PSOC5 Pin Quirks: P15
I am in the creating a cable tester for multi-pin cables, low frequency, high pin count. During this process I used *every* pin available on a TQFP-100 pin CY8C5868 part. The first prototype worked, but was a pain.
As is typical for prototypes, I made several errors. The time frame was short, so I ordered the board before I did the PSOC5 code. This has worked for me in the past, because I tended to use P0 through P6 for most I/O, and never realized there were some significant issues with P12 and P15. Some are clearly explained, some are marketing explained, and some are inferred, which can lead to wrong conclusion.
The first wrong conclusion is that P12 is GPIO. It is NOT. It is SIO, and the normal rules don’t really apply to it. See my previous post. P12 is NOT hooked up to the analog bus in the PSOC5, which is NOT a problem for 99.99% of my designs.
I was surprised by the P15 gotchas. These aren’t explicitly documented, but can be inferred. If you use USB with port P15, the port is not available for certain pin configurations. This is explained/not explained in the documentation.
Every pin in a port shares the trigger level for a high set for any individual pin. This can lead to issues for you if you are not aware of that fact. If you use LVTTL as a transition trigger, you must assign all pins on that port with that trigger level. If you do this, you are NOT able to use USB on that port. If you use USB on that port, you can only assign CMOS (or maybe CMOS/LVTTL ??) on that port.
For me, every application to the present time, this did not present a problem. For the cable application, it was not good news. Fortunately for me, I am to creating a new PCB, so I have moved enough signals around to allow that to happen.
P15 Tips and Tricks
If you wish to use the USB pins on P15 for either RS232 or USB, put a 33 ohm resistor in series with the port pins for USB. Also, if configuring as RS232 input, then set the RX port as “Digital Input,” “Open Drain, Drives Low,” initial value of 1. The TX Port set as “Digital Output,” “Strong Drive,” initial value of 1.
The resistors in series will provide some protection against shorts, but be careful.

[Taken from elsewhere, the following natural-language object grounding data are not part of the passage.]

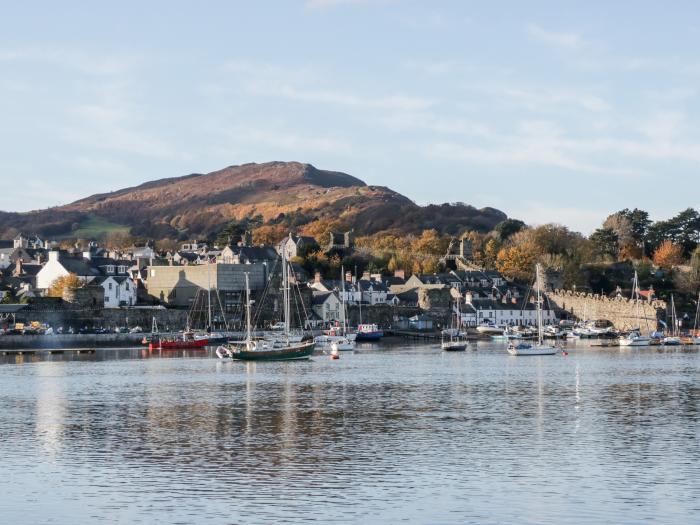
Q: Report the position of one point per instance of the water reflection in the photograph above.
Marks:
(385, 434)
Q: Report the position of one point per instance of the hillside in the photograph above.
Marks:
(284, 194)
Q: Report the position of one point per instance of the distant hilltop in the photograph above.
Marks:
(281, 196)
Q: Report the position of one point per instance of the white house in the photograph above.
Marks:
(6, 251)
(112, 275)
(61, 265)
(475, 313)
(119, 290)
(326, 305)
(294, 245)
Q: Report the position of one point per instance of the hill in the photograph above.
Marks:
(283, 195)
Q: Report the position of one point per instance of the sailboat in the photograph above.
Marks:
(635, 337)
(283, 348)
(455, 343)
(523, 348)
(338, 337)
(674, 339)
(696, 334)
(346, 341)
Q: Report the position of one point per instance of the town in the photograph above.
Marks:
(91, 288)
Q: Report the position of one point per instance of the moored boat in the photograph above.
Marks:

The configuration to use pull up and pull down resistors is not available on this port. You can then configure this port as USB or RS232 depending upon the project and use, and it will work well. If you only use it as RS232, you can change the serial resistors to around 250 ohms to provide decent protection for that port against shorts to the outside world on the serial communications line.
P15 can be used for analog. This makes sense as oscillators and USB are essentially analog devices.
General Port Protection Against Static
Static Electricity can and will take out CMOS parts (and many other parts). Since the PSOC5LP is CMOS, it can happen to that part. Protection diodes in the substrate offer a decent amount of protection against zaps.
Additionally, if you put 100 ohm resistors in series with a pin, then the port is generally protected against most zaps, but not all, coming from outside on the I/O lines. The protection is significant enough to be worth doing, and generally does not affect digital I/O. Depending upon the design, it also may not affect most analog designs.
For PSOC5, if you can, only use P12 port for digital I/O. P15 can be used for analog (and USB), but can be difficult to use as digital if you need internal pull up/pull down resistors and must use the USB port.
Note that digital switching levels apply to the whole port on the PSOC5, so you can’t have side by side pins with different input switching levels. In those cases, make the individual pin analog and cheat with comparators to switch at the level you desire. In the case of P12, you can use an external voltage reference to change switching level for the entire port.